Alright, I thought. Right knee first.
I pulled my right knee up, and then attempted to move my left. This movement shifted my centre of gravity, and in slow-motion I tilted forward, coming to rest on my chin. I looked down my nose at the floorboards and huffed out a sigh of foiled ambition. I put my left knee back down. I moved it up a couple of millimeters and again, my chin came down on the ground. I growled with frustration, and wiggled myself back to the starting position.
The third time, I shifted my left knee and managed to tilt my pelvis up in the air. For a brief moment I felt like I might be getting somewhere; my shoulders weren’t touching the floor and neither was my chin or my pelvis or the mop handle. Unfortunately, I had reached as far as I was going to get.
I was stuck.
I tried to keep going, but I couldn’t move without starting a slow, creaking descent to the floor. I stared blankly at the floor for a moment, and then I started to giggle. There, on the floor, with one knee up around my waist and a mop handle lying across my back, I started to giggle to myself and then I just couldn’t stop. The giggles turned to laughter and I lost the little strength I had in my midsection. My body slumped and the side of my face came to rest against the floor. That made me laugh harder, and soon there were tears streaming from my eyes. I imagined someone walking in and stumbling across my misshapen form, and my laughter turned into hysterical howls.
I spotted movement at the door and shifted my head to meet he worried gaze of my cat, Oscar. He was puffed up defensively and crouching low to the ground, tiptoeing towards me with a face of grave concern. His eyes, wide as saucers, were the only thing countering his sudden and startling resemblance to a fat raccoon trying to steal some food.
The sight of Oscar creeping towards me stole the last bit of breath from my lungs. My laughter turned into choking, wheezy gasps.

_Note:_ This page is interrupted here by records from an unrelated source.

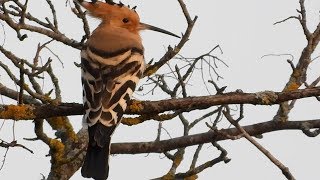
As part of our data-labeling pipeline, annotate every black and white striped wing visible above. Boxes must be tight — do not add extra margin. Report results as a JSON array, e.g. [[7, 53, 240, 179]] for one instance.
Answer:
[[81, 47, 144, 146]]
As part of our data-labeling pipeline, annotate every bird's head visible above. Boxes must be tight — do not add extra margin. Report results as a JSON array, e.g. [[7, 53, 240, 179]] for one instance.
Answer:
[[79, 1, 180, 38]]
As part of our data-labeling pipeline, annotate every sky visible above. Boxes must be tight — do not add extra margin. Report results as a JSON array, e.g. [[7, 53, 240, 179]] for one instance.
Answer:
[[0, 0, 320, 180]]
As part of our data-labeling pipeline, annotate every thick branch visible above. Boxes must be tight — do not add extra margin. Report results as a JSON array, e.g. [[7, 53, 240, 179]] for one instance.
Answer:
[[111, 119, 320, 154], [0, 87, 320, 120]]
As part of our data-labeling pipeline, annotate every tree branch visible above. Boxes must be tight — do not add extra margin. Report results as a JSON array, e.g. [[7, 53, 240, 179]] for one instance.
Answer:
[[0, 87, 320, 120]]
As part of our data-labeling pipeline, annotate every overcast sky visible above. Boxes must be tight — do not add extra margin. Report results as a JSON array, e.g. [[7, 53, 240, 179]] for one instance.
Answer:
[[0, 0, 320, 180]]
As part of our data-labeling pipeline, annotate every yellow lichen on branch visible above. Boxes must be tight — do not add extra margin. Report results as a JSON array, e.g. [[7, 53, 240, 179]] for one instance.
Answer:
[[49, 139, 65, 165], [121, 114, 177, 126], [47, 116, 77, 142], [0, 105, 36, 120], [128, 100, 143, 112]]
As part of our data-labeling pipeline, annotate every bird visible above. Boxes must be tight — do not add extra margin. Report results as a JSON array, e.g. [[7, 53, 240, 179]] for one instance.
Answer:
[[77, 0, 179, 180]]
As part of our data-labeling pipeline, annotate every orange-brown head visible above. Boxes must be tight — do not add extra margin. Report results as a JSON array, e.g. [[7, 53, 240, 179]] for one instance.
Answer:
[[76, 1, 179, 37]]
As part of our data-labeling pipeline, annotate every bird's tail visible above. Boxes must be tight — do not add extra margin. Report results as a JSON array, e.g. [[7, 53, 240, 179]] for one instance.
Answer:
[[81, 123, 111, 180]]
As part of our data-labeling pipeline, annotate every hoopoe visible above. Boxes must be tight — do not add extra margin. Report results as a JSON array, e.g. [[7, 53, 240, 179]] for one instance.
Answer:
[[78, 0, 179, 179]]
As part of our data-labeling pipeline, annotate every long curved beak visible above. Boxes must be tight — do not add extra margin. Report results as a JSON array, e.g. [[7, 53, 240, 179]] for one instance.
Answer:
[[140, 23, 181, 38]]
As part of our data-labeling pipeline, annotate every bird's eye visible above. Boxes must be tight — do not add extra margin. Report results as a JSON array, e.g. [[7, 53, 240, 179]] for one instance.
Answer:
[[122, 18, 129, 23]]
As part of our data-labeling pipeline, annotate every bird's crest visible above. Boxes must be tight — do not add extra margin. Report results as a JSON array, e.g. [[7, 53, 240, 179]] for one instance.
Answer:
[[80, 1, 138, 19]]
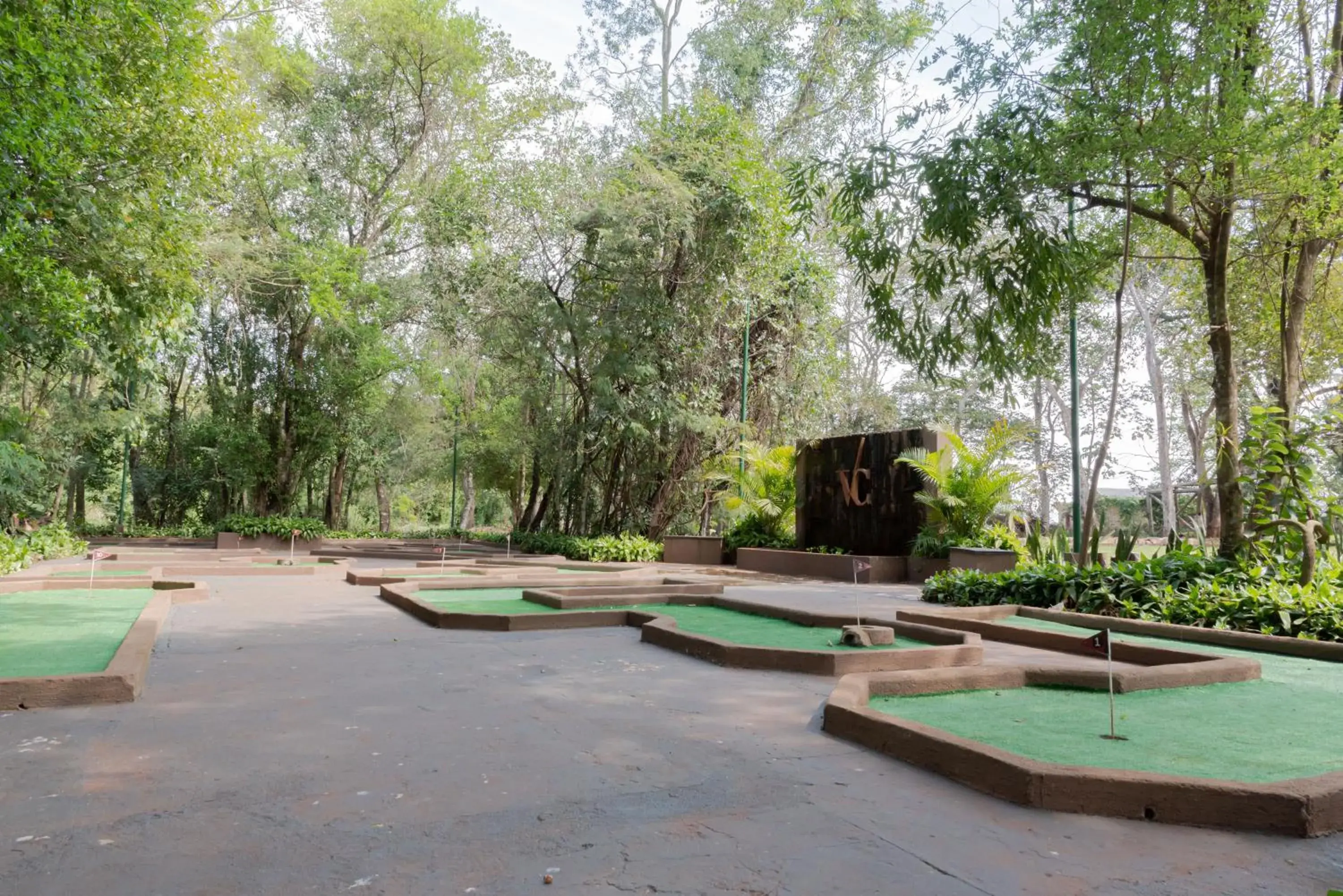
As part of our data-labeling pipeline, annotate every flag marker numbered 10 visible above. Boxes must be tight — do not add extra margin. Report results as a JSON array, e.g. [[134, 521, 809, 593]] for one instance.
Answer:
[[89, 548, 111, 598]]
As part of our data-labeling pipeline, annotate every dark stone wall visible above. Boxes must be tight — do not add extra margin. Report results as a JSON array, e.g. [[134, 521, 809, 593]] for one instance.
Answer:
[[796, 430, 941, 556]]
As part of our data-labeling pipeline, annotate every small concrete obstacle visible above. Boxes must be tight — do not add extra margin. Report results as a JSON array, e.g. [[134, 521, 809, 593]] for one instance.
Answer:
[[839, 626, 896, 648]]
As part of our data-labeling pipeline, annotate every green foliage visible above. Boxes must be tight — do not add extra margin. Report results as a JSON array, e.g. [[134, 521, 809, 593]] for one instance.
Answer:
[[471, 532, 662, 563], [723, 513, 798, 552], [1115, 529, 1133, 560], [705, 442, 798, 550], [0, 0, 242, 369], [1241, 403, 1343, 556], [215, 513, 329, 542], [1026, 520, 1069, 563], [896, 420, 1023, 540], [923, 548, 1343, 641], [909, 524, 1026, 560], [0, 523, 89, 575]]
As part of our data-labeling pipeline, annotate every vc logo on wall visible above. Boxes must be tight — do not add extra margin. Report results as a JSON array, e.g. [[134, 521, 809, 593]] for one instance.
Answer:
[[838, 435, 872, 507]]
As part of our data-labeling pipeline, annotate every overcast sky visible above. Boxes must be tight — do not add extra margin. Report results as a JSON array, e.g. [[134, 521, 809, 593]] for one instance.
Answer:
[[462, 0, 1156, 488]]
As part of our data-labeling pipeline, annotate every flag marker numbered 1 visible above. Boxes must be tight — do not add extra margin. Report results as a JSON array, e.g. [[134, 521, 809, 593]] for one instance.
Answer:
[[1082, 629, 1128, 740], [89, 548, 111, 598]]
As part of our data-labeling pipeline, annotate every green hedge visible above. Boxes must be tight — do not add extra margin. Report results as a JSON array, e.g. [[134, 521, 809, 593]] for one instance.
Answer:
[[0, 523, 89, 575], [470, 532, 662, 563], [72, 513, 662, 563], [923, 551, 1343, 641]]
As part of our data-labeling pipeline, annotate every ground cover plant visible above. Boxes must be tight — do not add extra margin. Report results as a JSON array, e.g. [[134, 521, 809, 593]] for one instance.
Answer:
[[870, 617, 1343, 782], [0, 523, 89, 575]]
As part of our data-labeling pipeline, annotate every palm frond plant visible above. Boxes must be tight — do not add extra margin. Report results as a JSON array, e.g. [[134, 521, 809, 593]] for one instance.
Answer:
[[705, 442, 798, 550], [896, 420, 1025, 556]]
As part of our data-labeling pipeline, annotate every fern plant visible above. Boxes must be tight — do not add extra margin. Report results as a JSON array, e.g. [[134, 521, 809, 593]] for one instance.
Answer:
[[896, 420, 1025, 542], [705, 442, 798, 547]]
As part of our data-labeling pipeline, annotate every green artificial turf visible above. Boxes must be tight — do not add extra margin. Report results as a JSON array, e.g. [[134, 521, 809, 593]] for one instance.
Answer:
[[416, 589, 928, 650], [638, 603, 928, 650], [870, 617, 1343, 783], [0, 589, 154, 678]]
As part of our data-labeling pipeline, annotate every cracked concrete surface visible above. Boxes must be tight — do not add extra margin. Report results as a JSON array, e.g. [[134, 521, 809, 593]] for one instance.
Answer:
[[0, 562, 1343, 896]]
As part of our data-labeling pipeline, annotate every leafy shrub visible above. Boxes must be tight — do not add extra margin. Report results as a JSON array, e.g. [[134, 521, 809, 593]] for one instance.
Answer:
[[470, 532, 662, 563], [923, 550, 1343, 641], [723, 513, 798, 551], [896, 420, 1025, 542], [215, 513, 328, 540], [0, 523, 89, 575], [75, 523, 215, 539], [909, 524, 1026, 559]]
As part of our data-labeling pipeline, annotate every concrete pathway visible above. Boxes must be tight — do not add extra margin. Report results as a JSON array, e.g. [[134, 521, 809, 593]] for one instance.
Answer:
[[0, 572, 1343, 896]]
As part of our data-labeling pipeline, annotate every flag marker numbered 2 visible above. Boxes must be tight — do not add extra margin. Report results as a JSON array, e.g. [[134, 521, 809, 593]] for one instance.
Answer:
[[1082, 629, 1128, 740], [89, 548, 111, 598]]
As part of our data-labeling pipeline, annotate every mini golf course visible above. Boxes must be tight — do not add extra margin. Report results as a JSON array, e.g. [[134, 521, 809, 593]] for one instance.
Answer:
[[0, 589, 154, 678], [418, 589, 929, 650], [869, 615, 1343, 783]]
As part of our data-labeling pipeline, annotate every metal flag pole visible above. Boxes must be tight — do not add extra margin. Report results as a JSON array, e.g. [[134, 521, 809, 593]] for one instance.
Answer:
[[1064, 195, 1082, 563], [1105, 629, 1119, 740], [853, 558, 862, 625]]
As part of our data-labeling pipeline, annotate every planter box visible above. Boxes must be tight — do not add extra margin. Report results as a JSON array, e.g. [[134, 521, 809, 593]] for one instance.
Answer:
[[947, 548, 1017, 572], [215, 532, 322, 554], [737, 548, 908, 583], [662, 535, 723, 566], [909, 558, 951, 582]]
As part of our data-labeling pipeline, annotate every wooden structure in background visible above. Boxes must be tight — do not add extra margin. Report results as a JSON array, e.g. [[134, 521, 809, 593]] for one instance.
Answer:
[[796, 428, 941, 556]]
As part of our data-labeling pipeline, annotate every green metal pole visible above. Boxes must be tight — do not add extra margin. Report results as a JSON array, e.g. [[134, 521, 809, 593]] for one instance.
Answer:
[[449, 411, 457, 528], [737, 298, 751, 497], [1068, 196, 1082, 555], [117, 379, 136, 535]]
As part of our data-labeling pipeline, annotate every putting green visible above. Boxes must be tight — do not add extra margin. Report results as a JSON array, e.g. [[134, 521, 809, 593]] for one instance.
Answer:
[[0, 589, 154, 678], [870, 617, 1343, 783], [416, 589, 928, 650]]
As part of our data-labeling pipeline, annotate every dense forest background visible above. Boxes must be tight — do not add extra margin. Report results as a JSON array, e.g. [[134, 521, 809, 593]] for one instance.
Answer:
[[0, 0, 1343, 538]]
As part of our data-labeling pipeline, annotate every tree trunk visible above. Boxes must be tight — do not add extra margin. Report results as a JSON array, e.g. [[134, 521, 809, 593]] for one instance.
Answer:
[[1081, 177, 1133, 564], [1203, 207, 1245, 558], [517, 454, 541, 532], [528, 477, 559, 532], [457, 469, 475, 532], [1179, 388, 1222, 539], [1133, 290, 1176, 536], [1279, 239, 1328, 427], [1030, 377, 1053, 529], [322, 449, 348, 529], [373, 474, 392, 533]]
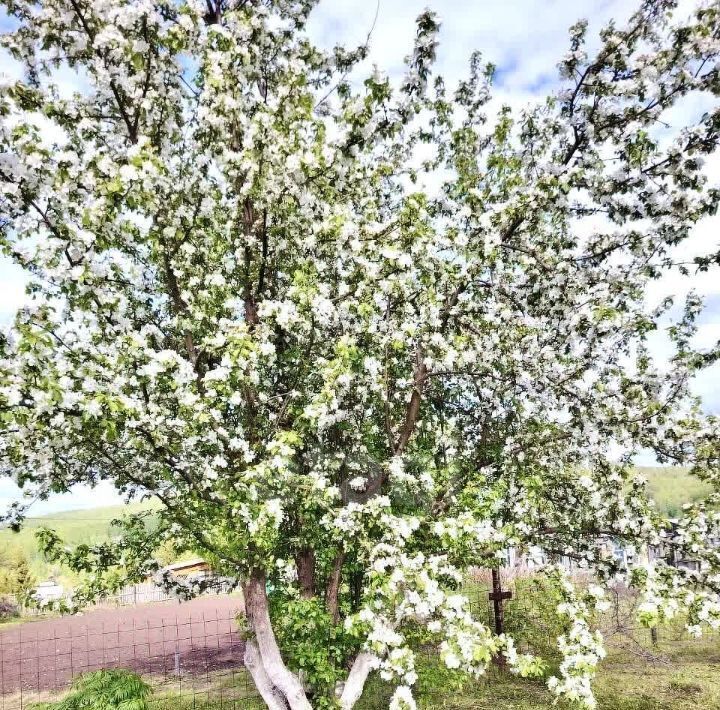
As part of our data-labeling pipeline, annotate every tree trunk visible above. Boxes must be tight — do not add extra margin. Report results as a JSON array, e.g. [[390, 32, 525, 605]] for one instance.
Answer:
[[325, 552, 345, 624], [245, 639, 288, 710], [243, 569, 312, 710], [295, 547, 315, 599], [340, 651, 378, 710]]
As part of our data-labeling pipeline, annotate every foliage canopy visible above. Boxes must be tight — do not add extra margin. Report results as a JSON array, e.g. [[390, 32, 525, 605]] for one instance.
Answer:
[[0, 0, 720, 710]]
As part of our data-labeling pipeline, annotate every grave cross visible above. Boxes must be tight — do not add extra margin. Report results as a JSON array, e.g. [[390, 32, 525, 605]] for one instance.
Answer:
[[488, 569, 512, 636]]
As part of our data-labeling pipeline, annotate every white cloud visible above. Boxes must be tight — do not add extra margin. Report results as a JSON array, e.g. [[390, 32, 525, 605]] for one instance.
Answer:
[[0, 0, 720, 510]]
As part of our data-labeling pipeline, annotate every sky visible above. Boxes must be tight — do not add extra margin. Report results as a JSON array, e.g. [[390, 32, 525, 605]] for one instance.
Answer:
[[0, 0, 720, 514]]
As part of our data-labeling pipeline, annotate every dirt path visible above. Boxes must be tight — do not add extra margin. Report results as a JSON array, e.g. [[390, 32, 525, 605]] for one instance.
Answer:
[[0, 596, 243, 695]]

Oscar carefully and reluctantly picked his way over my knee and under the pole until he was right in front of my face. He stared intently at me, his nose against mine, and then, after a few seconds, apparently decided that there was no danger present other than my own stupidity. He depuffed himself with a shake and trotted over to the side of the room, where he sat at a safe distance to supervise my moronic behaviour. I watched him through a watery haze, laughing to myself on the floor with my mop handle and no upper body strength.
By the time my laughter died away, I was done. I unclasped my hands. I wiped my cheeks and threw the mop handle onto the couch. I picked up Oscar and gave him a hug for coming to check on me, and then went back to work.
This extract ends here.